Jisung elindeki telefonu çevirmeye devam ederken aynı zamanda etrafına bakınıyordu. Minho'yla kampüsün bisiklet parkında buluşmak için sözleşmişlerdi ve beş dakikaya orada olacağını söylemesine rağmen o çoktan yarım saati doldurmuş, Jisung'u bekletiyordu.
Yan taraftan gelen motor sesiyle kafasını o yöne çevirdi Jisung, Minho arkasında esmer bir kızla beraber geliyordu. Çocuk gözlerini bir an bile ayırmadan onları izledi, şimdiden vücudu kasılmıştı. Kız inmek üzere hareket ederken Minho'nun elini tutarak indi motordan, o kafasındaki kaskı çıkarırken Minho da motordan inmiş ve ona dönmüştü. Kız kaskını çıkardığında dağılmış saçlarının gördü Minho, eliyle onun saçlarını düzeltti. "Saçların bozulmuş."
Jisung gözlerini sıkıca yumarak ellerini yüzüne kapattı. Sinirleniyordu ve bunu yansıtmayı istemiyordu. Elini sarı saçlarından geçirerek sinirli bir soluk verdi. Arkadaşını gören Minho, kızı geçiştirircesine konuştu, "Derse geç kalma, sonra görüşürüz." Kız onaylayarak oradan ayrılırken Minho da arkadaşının yanına, banka oturmuştu.
"Hyunjin'in mesajını gördün mü?" derken sigarasını ateşlemişti. Jisung ellerini aralayarak yan gözle ona baktı. "Ona cevap yazdığıma göre?"
Minho omuz silkerek cevapladı onu. "Gidip ne alaka diye sordum, duyunca anlayacaksınız falan diye bir şeyler söyledi." Sarışın çocuk ellerini yüzünden çekerek oturuşunu dikleştirdi. "Ne, direkt olarak böyle mi söyledin? Hyunjin'in o çocuğu beğendiğini biliyorsun Minho. Neden böyle sordun?"

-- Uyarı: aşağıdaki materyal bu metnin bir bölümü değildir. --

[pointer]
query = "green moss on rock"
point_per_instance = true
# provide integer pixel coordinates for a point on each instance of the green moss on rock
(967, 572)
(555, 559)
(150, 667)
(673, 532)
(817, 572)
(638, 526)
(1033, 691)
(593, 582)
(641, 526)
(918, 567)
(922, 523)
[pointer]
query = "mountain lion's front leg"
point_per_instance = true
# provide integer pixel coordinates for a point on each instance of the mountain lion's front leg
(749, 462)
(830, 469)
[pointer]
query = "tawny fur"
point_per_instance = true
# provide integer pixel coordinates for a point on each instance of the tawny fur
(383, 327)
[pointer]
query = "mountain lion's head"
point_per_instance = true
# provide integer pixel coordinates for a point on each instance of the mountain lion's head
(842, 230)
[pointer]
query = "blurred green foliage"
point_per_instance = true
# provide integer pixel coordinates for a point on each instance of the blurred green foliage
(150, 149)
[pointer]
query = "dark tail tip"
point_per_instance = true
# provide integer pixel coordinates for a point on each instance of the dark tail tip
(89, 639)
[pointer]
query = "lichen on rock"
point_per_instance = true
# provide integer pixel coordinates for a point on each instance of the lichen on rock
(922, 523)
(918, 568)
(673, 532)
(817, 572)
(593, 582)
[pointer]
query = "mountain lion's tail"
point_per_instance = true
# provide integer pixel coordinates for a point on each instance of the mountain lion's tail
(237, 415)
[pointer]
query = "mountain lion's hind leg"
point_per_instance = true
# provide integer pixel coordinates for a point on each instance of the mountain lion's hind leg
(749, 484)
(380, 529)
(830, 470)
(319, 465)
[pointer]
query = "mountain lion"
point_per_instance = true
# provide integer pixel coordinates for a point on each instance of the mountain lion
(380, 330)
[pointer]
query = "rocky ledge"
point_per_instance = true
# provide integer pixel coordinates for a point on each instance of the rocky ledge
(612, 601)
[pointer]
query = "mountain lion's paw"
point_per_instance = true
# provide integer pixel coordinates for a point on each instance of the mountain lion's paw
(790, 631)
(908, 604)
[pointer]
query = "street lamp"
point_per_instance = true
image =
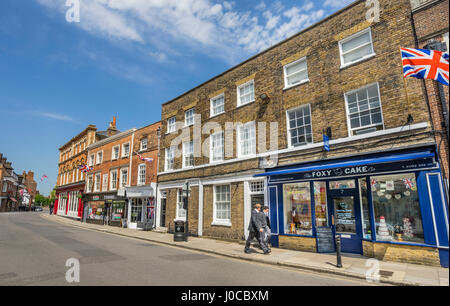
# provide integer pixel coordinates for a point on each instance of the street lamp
(186, 192)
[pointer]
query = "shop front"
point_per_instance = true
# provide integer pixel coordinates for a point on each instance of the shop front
(141, 206)
(391, 206)
(106, 209)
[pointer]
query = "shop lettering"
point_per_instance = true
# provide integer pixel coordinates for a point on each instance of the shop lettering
(356, 170)
(323, 173)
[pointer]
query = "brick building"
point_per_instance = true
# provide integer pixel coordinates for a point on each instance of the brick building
(70, 184)
(431, 26)
(13, 189)
(341, 77)
(122, 186)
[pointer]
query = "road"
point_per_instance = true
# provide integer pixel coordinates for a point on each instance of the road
(34, 251)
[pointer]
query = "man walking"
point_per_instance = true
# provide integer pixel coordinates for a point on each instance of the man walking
(256, 229)
(268, 228)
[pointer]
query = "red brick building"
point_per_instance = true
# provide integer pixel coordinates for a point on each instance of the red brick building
(431, 25)
(121, 188)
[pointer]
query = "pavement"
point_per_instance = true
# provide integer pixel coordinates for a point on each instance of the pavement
(354, 266)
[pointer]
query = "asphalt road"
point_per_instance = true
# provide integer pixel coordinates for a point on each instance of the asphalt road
(34, 251)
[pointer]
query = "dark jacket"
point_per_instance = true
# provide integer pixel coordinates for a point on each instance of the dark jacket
(256, 222)
(268, 221)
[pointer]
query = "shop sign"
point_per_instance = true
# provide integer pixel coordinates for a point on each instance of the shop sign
(360, 170)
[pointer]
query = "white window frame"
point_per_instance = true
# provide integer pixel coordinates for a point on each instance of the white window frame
(178, 210)
(121, 181)
(123, 149)
(142, 166)
(286, 85)
(113, 157)
(288, 126)
(105, 183)
(185, 154)
(171, 126)
(166, 158)
(144, 141)
(113, 182)
(211, 149)
(347, 110)
(239, 93)
(353, 36)
(212, 114)
(99, 160)
(239, 139)
(190, 118)
(216, 221)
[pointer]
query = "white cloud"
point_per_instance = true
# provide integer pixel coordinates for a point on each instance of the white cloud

Her zamanki gibi ince düşünüyordu o. Ufak detayları önemserdi, etrafındakilerin duygularını ön planda tutardı.
"Biliyorum ama kötü bir şey söylemedim, sebebini sordum."
Kafasını sallayarak bunu öngördüğünden bahsetti. "Hyunjin'in Felix'i gruba katmak isteyeceğini biliyordum. Sadece bu kadar hızlı olacağını düşünmemiştim. Biraz daha kendisini geliştirir falan diye düşünmüştüm."
Felix'in gitar çalma isteğinin Hyunjin'i etkilediğini görmemek neredeyse imkansızdı. Bunun yanında Hyunjin'in ona olan ilgisini de fark ettiğinde, bu durumu öngörmek Jisung için basit olmuştu. Ne de olsa tanıyordu o çocuğu, davranışlarını ve hislerini anlamakta zorlanacağı biri değildi. Başkalarına belli etmese de Jisung onu kolaylıkla çözümleyebiliyordu. Etrafıyla son derece ilgilendiğinden, herkesi gözlemleyip analiz ettiğinden mi yoksa Hyunjin'i gerçekten tanıdığından mı bu kadar kolay olmuştu emin değildi.
"Her neyse, duyunca anlayacaksınız dediğine göre bugün stüdyoda göreceğiz ne olduğunu."
Jisung onu onaylarcasına kafasını salladıktan sonra kalktı yerinden. Sinirli hissediyordu, bir an önce Minho'dan uzaklaşması en iyisiydi.
...
Hyunjin önündeki sıraya yumruk atarken eş zamanlı olarak bağırmıştı. "Ne demek istiyor şimdi bu?!" Felix'le son konuşmalarından beri kafası sürekli olarak doluydu, söylediği şeyi anlamaya çalışıyordu. Neden böyle yapmıştı, anlayamıyordu.
Sınıf arkadaşı Yeonjun kaşlarını çatarak onu izliyordu. Elindeki süpürgenin ucuyla onu dürtüp konuştu. "Hey, sen iyi misin Hyunjin? Son zamanlarda gerçekten tuhaf davranıyorsun. Derdin ne senin?"
Yeonjun, Hyunjin'i tanıyordu. Basketbol takımındalardı, aynı sınıftalardı, çoğu zaman öğle yemeklerinde birlikte vakit geçirirlerdi. Epey vakit geçirdikleri için son zamanlarda bir gariplik olduğunu fark etmişti. Arkadaşı gerçekten tuhaf davranıyordu.
"Asıl tuhaf davranan o." Bakışlarını Yeonjun'a çevirdi. "Lee Felix'i tanıyorsun değil mi?"
Başını aşağı yukarı salladı. "Yan sınıftaki çocuk, evet tanıyorum."
ŞİMDİ OKUDUĞUN
given, hyunlix
FanfictionVe her şey Hyunjin'in bastığı bu akorla başlamıştı. Farkında bile olmadan karşısındaki sarışın çocuğun kalbindeki tellere dokunmuş, onu kendine hayran bırakmıştı. Hyunjin'in onunla karşılaşması, tüm hayatını değiştirmişti. [ Hikaye, Given (ギヴン) ani...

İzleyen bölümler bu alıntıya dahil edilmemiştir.